Iraq resisting British conference on aid shipments
April 11, 1998
An American church group delivers medicines to an Iraqi hospital
Web posted at: 10:58 p.m. EDT (0258 GMT)
From Correspondent Jane Arraf
BAGHDAD, Iraq (CNN) -- Britain is planning an international conference next week to work out how to speed up delivery of food and medicine to Iraq's people, using private aid groups.
But what seems like a simple idea is running into some major roadblocks.
Iraq's National Assembly has called for an international boycott of the London conference, maintaining that only the United Nations has the right to discuss the oil-for-food program, through which Iraqi aid is channeled.
The view in Baghdad is that Britain can't be trusted.
"This conference is an attempt to go around the U.N. resolutions and an attempt to weaken the [U.N.] Secretary-General," said one Iraqi assemblyman.
Other members said they think the London conference is just another ploy to keep economic sanctions on Iraq in place indefinitely.
George Galloway, a Labour Party member of the British Parliament who has been visiting Iraq and meeting with Iraqi leaders, say there are enough countries with enough concerns that the London meeting could backfire.

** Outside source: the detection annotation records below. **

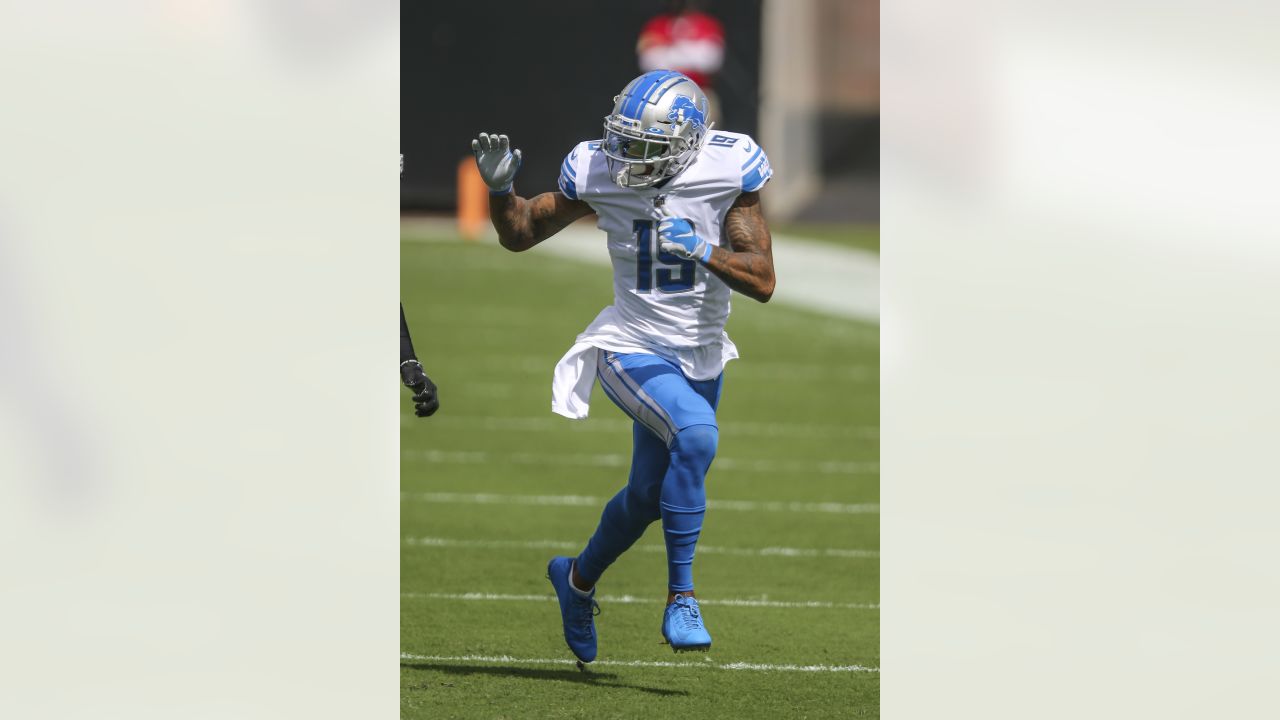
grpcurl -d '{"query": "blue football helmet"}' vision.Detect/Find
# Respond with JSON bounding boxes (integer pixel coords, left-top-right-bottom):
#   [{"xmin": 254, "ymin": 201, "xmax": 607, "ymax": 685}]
[{"xmin": 602, "ymin": 70, "xmax": 713, "ymax": 188}]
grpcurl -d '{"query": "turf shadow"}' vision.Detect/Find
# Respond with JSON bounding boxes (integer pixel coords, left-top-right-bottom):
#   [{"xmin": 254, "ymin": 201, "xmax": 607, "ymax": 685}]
[{"xmin": 401, "ymin": 662, "xmax": 689, "ymax": 696}]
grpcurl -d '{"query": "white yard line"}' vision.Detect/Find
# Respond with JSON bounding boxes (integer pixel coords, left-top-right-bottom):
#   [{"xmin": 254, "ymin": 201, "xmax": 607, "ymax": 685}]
[
  {"xmin": 401, "ymin": 592, "xmax": 879, "ymax": 610},
  {"xmin": 401, "ymin": 450, "xmax": 879, "ymax": 475},
  {"xmin": 401, "ymin": 492, "xmax": 879, "ymax": 515},
  {"xmin": 401, "ymin": 652, "xmax": 879, "ymax": 673},
  {"xmin": 401, "ymin": 538, "xmax": 879, "ymax": 559},
  {"xmin": 401, "ymin": 218, "xmax": 879, "ymax": 323}
]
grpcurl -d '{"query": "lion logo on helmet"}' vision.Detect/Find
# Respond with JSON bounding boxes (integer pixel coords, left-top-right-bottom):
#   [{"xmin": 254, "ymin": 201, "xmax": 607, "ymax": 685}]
[{"xmin": 667, "ymin": 95, "xmax": 707, "ymax": 126}]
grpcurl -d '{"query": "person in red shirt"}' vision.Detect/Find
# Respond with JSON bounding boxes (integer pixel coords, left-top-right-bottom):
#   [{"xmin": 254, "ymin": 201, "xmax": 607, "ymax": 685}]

"It looks on the face of it ... that there are going to be some notable absentees from the conference and some serious question marks raised about its purpose," Galloway said.
U.N. officials in Baghdad who oversee the oil-for-food program say they are also in the dark about the purpose of the London conference.
While Iraq has pledged to cooperate with the United Nations, the London meeting could be a source of tension just as the U.N. Security Council prepares to evaluate Iraq's compliance with key U.N. resolutions.
A recently released report by 13 international experts says Iraq is still withholding information about its biological weapons program. Those experts were impaneled at the insistence of Iraq, which wanted an impartial group to examine its track record.